As I woke up early morning I read news about the Azure South Central US Datacenter outage caused by cooling problems.
On Linkedin I saw multiple posts from Azure experts that DR should have been implemented for the applications and databases. There were multiple emails from customers in America and Europe asking for Disaster Recovery solutions for their application hosted in Azure.
After going through this deluge of Linkedin posts and emails I finally reread the article on outage in ZDNet & Geekwire. I also got some information from my insider’ss network. The cooling problem affected only one of the datacenters. Azure South Central US region has multiple physically separate datacenters that do not share infrastructure like Networking, Grid Power Supply and Cooling.

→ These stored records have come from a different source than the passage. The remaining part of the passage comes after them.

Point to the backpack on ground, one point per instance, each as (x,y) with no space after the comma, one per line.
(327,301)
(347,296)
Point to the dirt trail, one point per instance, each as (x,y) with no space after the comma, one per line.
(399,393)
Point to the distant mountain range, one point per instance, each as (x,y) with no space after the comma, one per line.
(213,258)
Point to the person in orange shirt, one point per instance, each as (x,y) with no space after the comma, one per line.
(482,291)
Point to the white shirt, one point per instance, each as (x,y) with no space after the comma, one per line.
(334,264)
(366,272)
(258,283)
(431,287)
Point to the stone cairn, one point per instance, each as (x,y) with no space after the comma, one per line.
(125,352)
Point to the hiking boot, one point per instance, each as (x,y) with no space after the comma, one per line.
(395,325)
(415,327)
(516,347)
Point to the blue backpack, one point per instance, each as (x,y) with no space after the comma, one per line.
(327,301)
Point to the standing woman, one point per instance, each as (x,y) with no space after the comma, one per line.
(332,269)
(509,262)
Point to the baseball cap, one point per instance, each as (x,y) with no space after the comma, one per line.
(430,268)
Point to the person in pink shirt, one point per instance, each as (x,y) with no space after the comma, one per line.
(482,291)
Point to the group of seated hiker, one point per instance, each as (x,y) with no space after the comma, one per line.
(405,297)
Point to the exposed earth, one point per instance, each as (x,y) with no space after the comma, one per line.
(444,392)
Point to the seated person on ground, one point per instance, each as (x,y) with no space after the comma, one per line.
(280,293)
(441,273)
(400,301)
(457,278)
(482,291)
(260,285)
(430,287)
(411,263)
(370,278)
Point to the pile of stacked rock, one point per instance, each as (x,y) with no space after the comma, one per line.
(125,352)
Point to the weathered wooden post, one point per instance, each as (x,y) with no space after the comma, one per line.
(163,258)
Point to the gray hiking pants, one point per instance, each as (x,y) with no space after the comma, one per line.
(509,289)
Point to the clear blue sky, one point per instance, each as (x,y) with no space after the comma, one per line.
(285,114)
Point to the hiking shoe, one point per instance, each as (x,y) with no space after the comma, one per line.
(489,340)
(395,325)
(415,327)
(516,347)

Cooling Problem is a localized problem and requires a High Availability solution and not a DR solution. The best solution to this problem was to use Availability Zones (AZ) but unfortunately South Central US region does not support Availability Zones (AZ). This problem could have been easily avoided if customers had deployed their application in different AZ and load balanced them, but this region did not supported AZ.
Figure below shows a load balanced application deployed across 3 Availability Zones in a region. These AZs are separate Azure Data Centers.
Since this was a datacenter outage, a HA solution should have been implemented and not a DR solution. HA should be used to mitigate against an outage at a particular datacenter. DR should be used when an entire region goes down.